The naval base is expected to be completed in June, according to Shire, who said he couldn’t comment on when the U.A.E. navy will start using it. Abdulla Darwish, managing director of Sharjah-based Divers Marine Contracting LLC, which is constructing the base, didn’t respond to two requests for comment sent to his mobile phone.
U.A.E. Foreign Minister Sheikh Abdullah bin Zayed al Nahyan and Ethiopian Prime Minister Hailemariam Desalegn agreed to work together on security in the Horn of Africa and the Middle East in March 7 talks in the capital, Addis Ababa, Ethiopia’s ruling party-funded Fana Broadcasting Corp. reported.
Shire told reporters in Dubai on Monday that Ethiopia’s acquisition of a stake in the port was “a symbol of recognition.” Somaliland’s declaration of autonomy from Somalia, which took place amid a civil war, has yet to be recognized by any other nation.
The stake is “not related to sovereignty or recognition of Somaliland,” Ethiopian Transport Minister Ahmed Shide said by phone on Tuesday.
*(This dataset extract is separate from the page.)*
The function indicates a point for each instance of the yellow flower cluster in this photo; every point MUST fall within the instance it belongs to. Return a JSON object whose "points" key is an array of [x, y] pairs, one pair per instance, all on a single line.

He also played down the possibility of any conflict over the harbor, as “the parties will eventually understand this is about economic development.”
An agreement for the U.A.E. to train Somaliland’s police and security forces is being finalized, according to Shire, who declined to comment on how many personnel will receive training or the character of the training. Hamza Mohamed, a consultant to the Somaliland police’s special-protection and rapid-response units, said Somaliland’s police commander was part of the delegation that traveled to Abu Dhabi and discussed police training with senior U.A.E. police commanders.
Abdisaid Ali, national security adviser to Somalia’s president, Nafisa Santur, senior political adviser to the prime minister, and Liban Osman Abdirahman, a member of Somalia’s parliamentary defense committee, each didn’t respond to three emails requesting comment.
The U.A.E. has also been building a military base in Eritrea, United Nations investigators said in a Nov. 8 report to the UN Security Council. The bases violate arms embargoes on Somalia and Eritrea, the investigators said.
“As far as coordination the work between the base in Eritrea and the base in Somaliland, that’s a matter for the U.A.E.,” Shire said. Eritrean Information Minister Yemane Gebremeskel didn’t respond to two emails seeking comment.
Planned talks between Somaliland and Somalia, including on the “final status” of their relationship are on hold because “there’s no point sitting across the table in this sort of atmosphere,” Shire said.